“Professionally, one of the main ways I use it is as a method of prevention in the schools in Tuscaloosa through the Mindful Coping Power project. In depression the brain is primed to look for the negative. Looking for positive can be strengthened like working out strengthens the muscles. Gratitude is one component of the program.”
“It is not a panacea, but it does change the brain to appreciate our connection with other things and to focus on gratitude.”
The most common gratitude “practice” is the list. Making a gratitude list can be as simple as making a list each day in a notebook or journal. Some people do it every day, and some do it once a month.
Everyone has days where it is hard to feel grateful. It is helpful to look to other people’s lists for those days when the spirit of gratitude seems out of reach. Even if you don’t start out grateful, making the effort to search for something to be grateful for is part of the key to why it has such a powerful effect on depression. The act of finding something to be grateful makes the brain get out of a negative track.
So, don’t feel like you have to start off feeling grateful to have a gratitude practice. The practice is what creates the “attitude of gratitude.”
Social media, like Twitter and Facebook, have lots of examples of gratitude lists and can be a great way to connect with other people who are focusing on gratitude. A Facebook Gratitude Group or Twitter gratitude hashtag has the added value that you can see other people’s lists, which can spark new ideas. Simply search for “gratitude” or “gratitude lists” in the Facebook or Twitter search bar. There are even gratitude support groups that you can join on Facebook
Children can benefit from simple gratitude practice as well. Boxmeyer says she has incorporated gratitude practice with her children.
“My gratitude lists are three things from the day that I feel fortunate for or grateful for. Then, with our children, we all describe things we are grateful for as a family. My children are 9 and 11. We have doing it since they were preschool age. They also do it in church. It’s interesting to see how naturally they have come to it over time.”
Gratitude “check ins” with your children can be in the form of dinner table discussions or even in the car during errands or carpool. Taking a moment to each share something you are grateful for counts as gratitude practice. It doesn’t have to be formal to be effective.
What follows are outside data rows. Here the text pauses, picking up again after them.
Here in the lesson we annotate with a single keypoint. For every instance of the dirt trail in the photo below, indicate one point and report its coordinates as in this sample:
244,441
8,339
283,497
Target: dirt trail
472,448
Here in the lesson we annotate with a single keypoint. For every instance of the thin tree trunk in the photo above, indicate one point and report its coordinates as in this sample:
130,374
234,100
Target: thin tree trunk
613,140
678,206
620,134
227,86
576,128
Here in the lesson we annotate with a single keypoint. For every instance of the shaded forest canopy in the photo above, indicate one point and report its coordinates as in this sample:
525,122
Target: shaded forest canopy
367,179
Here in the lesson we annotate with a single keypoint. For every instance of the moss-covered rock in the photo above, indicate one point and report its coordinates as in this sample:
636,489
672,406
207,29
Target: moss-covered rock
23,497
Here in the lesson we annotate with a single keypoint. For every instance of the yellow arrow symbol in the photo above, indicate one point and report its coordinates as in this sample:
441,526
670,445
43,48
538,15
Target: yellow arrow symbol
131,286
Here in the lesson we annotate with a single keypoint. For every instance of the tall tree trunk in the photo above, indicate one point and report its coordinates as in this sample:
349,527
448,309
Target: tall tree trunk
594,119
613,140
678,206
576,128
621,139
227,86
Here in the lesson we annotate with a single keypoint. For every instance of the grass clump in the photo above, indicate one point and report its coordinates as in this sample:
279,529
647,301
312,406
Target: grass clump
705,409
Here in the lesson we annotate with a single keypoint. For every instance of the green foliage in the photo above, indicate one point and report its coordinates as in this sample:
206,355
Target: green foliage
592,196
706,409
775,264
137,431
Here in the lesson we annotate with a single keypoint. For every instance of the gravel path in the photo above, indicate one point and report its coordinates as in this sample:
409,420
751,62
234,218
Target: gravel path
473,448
Beyond lists, there are also actions that can foster gratitude. Charlotte Gibson, the director at the Children’s Museum of Tuscaloosa says that she uses honorariums as a way to say “thanks” for people that have been helpful in her life.
“Sometimes I will do honorariums or make memorial gifts. It is a way for me to acknowledge my gratitude for those special people in my life. Many times, I don’t ever tell the person and often it is someone who is no longer with us. But this is one of the ways I express my gratitude for them.”
There are few things in life that are easy, free, and effective. Gratitude practice ticks off all three. And it doesn’t have to be perfect or involved to be effective.
Books on Gratitude
- The Gratitude Diaries: How a Year of Looking on the Bright Side Can Transform Your Life by Janice Kaplan
- Simple Abundance by Sarah Ban Breathnach
- The Psychology of Gratitude by Robert Emmons an Michael McCullough (research)
- The Thankful Book by Todd Parr (children’s book)
Reasons to Do Gratitude Practices
- Even formal practice can take as little as a minute
- Demonstrable effect on wellbeing
- May help depression
- May lower blood pressure and improve immune function
Easy Gratitude Practice Ideas
- Join a Facebook gratitude group – just search for “gratitude” for a list
- Add gratitude to Twitter – search for #gratitudelists, #thingsilovetoday
- Gratitude journal – as little as one line per day or do a monthly 30 things list. You can also purchase special gratitude journals, but a notebook works just as well.